Cultivating the crossover between cancer and autoimmune disease

One significant focus of Chang’s research has been to explore the overlap between cancer and autoimmune disease. Both involve a delicate immune system balancing act. One approach in cancer treatment involves supporting immune cells capable of fighting cancer by activating them through immunotherapies, while also targeting the hijacked immune cells that cancer uses to shield itself from destruction. In contrast, treatment plans for patients with autoimmune disease tend to focus on reducing immune cell responses.

“For cancer, clinicians try to boost immune cells to fight the disease,” says Chang. “But for autoimmune disease, it is necessary to do the opposite. Current therapies broadly suppress the immune system to control autoimmune activity, which leaves patients vulnerable to infection and cancer. Therefore, we are looking at the contrast between lupus-related cells and ‘normal’ immune cells to create novel therapies that target only the problematic immune cells. Such a treatment would greatly increase the quality of life of patients living with autoimmune disease.”

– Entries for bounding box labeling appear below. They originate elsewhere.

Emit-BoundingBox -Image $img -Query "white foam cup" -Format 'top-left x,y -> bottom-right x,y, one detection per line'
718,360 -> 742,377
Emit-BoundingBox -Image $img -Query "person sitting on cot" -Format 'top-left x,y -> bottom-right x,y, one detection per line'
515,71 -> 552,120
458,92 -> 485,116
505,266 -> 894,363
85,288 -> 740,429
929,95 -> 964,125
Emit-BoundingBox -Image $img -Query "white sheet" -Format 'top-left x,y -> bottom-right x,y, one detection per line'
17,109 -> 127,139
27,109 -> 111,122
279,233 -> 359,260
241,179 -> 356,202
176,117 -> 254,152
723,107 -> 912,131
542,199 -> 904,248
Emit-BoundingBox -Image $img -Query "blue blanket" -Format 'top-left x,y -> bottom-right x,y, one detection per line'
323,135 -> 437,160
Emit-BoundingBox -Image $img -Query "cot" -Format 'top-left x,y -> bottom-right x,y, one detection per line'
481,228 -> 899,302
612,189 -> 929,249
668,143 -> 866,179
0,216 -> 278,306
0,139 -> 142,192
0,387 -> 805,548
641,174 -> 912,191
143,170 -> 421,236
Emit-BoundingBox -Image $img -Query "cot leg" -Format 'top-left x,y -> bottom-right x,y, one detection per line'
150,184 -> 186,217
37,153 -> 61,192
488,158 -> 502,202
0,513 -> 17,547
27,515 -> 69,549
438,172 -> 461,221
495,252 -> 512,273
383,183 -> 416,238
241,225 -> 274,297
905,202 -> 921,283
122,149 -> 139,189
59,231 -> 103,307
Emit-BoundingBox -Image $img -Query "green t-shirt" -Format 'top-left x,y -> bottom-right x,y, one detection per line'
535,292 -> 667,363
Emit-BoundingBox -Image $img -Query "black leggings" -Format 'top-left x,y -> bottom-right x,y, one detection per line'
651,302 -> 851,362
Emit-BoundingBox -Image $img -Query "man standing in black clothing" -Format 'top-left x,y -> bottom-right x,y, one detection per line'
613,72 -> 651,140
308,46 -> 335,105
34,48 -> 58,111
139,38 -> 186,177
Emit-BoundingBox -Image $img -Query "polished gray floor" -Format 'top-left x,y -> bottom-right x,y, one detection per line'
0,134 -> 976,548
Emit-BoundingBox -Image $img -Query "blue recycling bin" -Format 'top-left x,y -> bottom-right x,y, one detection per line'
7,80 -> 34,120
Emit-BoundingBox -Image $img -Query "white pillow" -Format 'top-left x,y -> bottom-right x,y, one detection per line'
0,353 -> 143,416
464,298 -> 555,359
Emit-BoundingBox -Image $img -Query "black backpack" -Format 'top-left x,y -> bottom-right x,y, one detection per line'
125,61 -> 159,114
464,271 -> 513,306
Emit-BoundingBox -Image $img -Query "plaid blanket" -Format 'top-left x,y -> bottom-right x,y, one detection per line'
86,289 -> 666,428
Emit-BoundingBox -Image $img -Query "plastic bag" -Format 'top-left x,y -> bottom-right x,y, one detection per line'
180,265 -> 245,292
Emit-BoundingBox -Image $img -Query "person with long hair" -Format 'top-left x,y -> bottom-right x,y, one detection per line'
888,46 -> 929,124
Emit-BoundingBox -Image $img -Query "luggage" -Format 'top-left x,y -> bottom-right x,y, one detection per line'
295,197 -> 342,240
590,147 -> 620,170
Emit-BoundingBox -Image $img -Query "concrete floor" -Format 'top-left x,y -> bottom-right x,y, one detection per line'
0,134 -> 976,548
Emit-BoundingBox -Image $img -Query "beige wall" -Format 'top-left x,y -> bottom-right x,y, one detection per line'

Breaking new ground for lupus patients

Chang believes insights from what we know about cancer research can be applied to systemic lupus erythematosus (SLE or lupus) — a devastating autoimmune disease affecting ~1.5 million Americans and ~5 million people globally. Lupus occurs when the immune system begins to attack the body’s own tissue. The disease can cause painful inflammation and damage to the skin, joints, kidney, heart, and other internal organs. These symptoms vary greatly between individuals, ranging from mild to severe. Women, especially women of color, have been shown to be at higher risk for this disease. Some notable high-profile individuals, such as Selena Gomez and Toni Braxton, have suffered with lupus for years and have been vocal about the need for better treatment options.

Despite the disease being known for decades and receiving mass media attention, very little is currently understood about its root cause. This poses numerous societal issues that have been recognized by the Department of Defense (DoD). With more women enlisting, the DoD is seeking a way to help treat their affected members who may be living in isolated areas with no access to care. With support from the DoD, Chang has partnered with Greg Carter, Ph.D., a fellow JAX faculty member, and Rung-chi Li, M.D., the section head of Allergy and Clinical Immunology at Northern Light Eastern Maine Medical Center (Bangor, Maine). Together, they are studying whether the severity of lupus is connected to how the body processes glucose, along with how the immune cells utilize glucose after it’s broken down.

Reaping rewards

Empowered by this additional support and collaboration, Chang intends to intensify his efforts to identify specific subsets of B cells (white blood cells that produces infection-fighting proteins called antibodies). This investigation will further advance his discoveries in unraveling the pronounced sensitivity of activated B cells in lupus when they are exposed to glycolysis inhibition, as highlighted in his recent publication in iScience. Initial findings have shown that inhibiting glucose metabolism in lupus-causing cells results in a reversal of the lupus-like symptoms and even extended life span in lupus-prone mice. These results have fueled Chang’s determination to delve deeper into understanding metabolic dysfunction during lupus progression and to explore the possibility of crafting novel compounds that specifically target autoimmune disease. He believes that revealing the biological mechanisms behind lupus will unearth more precise therapeutic interventions, and he is optimistic about the prospects for repurposing existing cancer-fighting drugs to treat lupus.

“We are going to zoom in on the active B cells in lupus patients and particularly focus on those B cells that rely heavily on glycolysis,” says Chang. “This foundation will help us get a clearer picture of which types of cells are in play and how they differ at a metabolic and molecular level.”

Driven by the desire to discover more effective treatments, Chang is excited to have ongoing support from The Jackson Laboratory and its affiliates. The future blooms with potential for advancements in treating autoimmune diseases that have long been under-researched and underfunded.